Technical information
- Licensing authority: FCC
- Facility ID: 35711
- Class: C1
- ERP: 82,000 watts
- HAAT: 938 ft (286 m)
- Transmitter coordinates: 32°15′36″N 94°57′03″W﻿ / ﻿32.259889°N 94.950778°W

Links
- Public license information: Public file; LMS;
- Website: mix931fm.com

= KTYL-FM =

KTYL-FM (93.1 MHz) is a Townsquare Media radio station, licensed to Tyler, Texas, serving the Tyler, Texas metropolitan statistical area with a top 40 format.

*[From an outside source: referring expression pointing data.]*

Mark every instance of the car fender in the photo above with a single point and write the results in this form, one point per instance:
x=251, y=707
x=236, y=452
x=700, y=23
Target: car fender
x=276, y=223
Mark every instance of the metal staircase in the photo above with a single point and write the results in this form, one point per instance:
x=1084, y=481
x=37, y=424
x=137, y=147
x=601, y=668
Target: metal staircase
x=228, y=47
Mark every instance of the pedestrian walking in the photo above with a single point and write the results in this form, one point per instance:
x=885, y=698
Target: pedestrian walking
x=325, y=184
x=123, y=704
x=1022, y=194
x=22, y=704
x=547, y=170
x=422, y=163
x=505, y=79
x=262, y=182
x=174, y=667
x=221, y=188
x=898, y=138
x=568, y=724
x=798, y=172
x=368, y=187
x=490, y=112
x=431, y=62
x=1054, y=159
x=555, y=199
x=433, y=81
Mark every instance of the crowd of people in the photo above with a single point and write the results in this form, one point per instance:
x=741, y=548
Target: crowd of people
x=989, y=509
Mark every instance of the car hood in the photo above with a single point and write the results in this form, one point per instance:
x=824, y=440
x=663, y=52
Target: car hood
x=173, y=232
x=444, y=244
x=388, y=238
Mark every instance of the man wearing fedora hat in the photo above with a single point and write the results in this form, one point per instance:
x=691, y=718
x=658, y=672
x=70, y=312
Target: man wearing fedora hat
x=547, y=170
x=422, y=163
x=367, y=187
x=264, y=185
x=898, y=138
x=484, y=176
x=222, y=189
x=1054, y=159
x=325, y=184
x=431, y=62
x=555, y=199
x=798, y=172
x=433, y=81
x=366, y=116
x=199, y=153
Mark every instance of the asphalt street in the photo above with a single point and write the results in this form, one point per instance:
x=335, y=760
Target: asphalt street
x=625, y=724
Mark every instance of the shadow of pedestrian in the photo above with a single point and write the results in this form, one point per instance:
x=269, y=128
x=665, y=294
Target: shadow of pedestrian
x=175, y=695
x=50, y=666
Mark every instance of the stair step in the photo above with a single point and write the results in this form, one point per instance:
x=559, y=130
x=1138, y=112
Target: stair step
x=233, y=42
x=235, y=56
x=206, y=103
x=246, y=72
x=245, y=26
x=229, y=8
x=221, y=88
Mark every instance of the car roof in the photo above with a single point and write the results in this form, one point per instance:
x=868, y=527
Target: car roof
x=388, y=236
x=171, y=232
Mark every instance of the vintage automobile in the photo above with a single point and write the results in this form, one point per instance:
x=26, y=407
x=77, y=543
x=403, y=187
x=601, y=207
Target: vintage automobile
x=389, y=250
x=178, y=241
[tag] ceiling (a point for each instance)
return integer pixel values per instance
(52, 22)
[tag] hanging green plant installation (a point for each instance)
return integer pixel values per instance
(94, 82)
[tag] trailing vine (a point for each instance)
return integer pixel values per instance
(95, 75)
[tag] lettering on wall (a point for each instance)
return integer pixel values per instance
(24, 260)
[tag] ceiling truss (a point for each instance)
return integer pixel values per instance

KTYL operates with an ERP of 82 kW from a transmitter site near Overton in western Rusk County, its tudios are located on Brookside Drive in south Tyler in a building shared with Townsquare's other Tyler stations.

==History==
=== KSLT – Tyler's first FM station ===
The initial construction permit for 93.1 was issued by the FCC on February 1, 1961, to Oil Center Broadcasting Company, owned by L.S. Torrans and Bryan L. Scott of Tyler. Construction of the station was completed by June of that year. Scott noted that the music broadcast by the station would include "everything that has withstood the test of time", which did not include rock and roll. The station was on the air by June 29. It originally operated with 5 kW of power from between the hours 10 a.m. to 10 p.m. daily.

KTYL featured an adult contemporary (AC) format from the 1980s until 1999. In 1999, KTYL switched from AC Lite 93.1 to rhythmic oldies as Jammin' 93.1. This format lasted until November 2001, when KTYL started playing Christmas music. At midnight December 26, 2001, KTYL switched to Hot Adult Contemporary (Hot AC) music as Mix 93.1. The first song on Mix 93.1 was "Jump" by Van Halen. The "Mix" name was previously carried by sister Top 40 (CHR), KISX as Mix 107.3. KISX re-launched as Kiss 107FM prior to the launch of the Mix 93.1.

In the late 2010's, following format changes at numerous other Top 40 stations within the Tyler/Longview market leaving a format hole, KTYL gradually shifted towards a Top 40 music direction.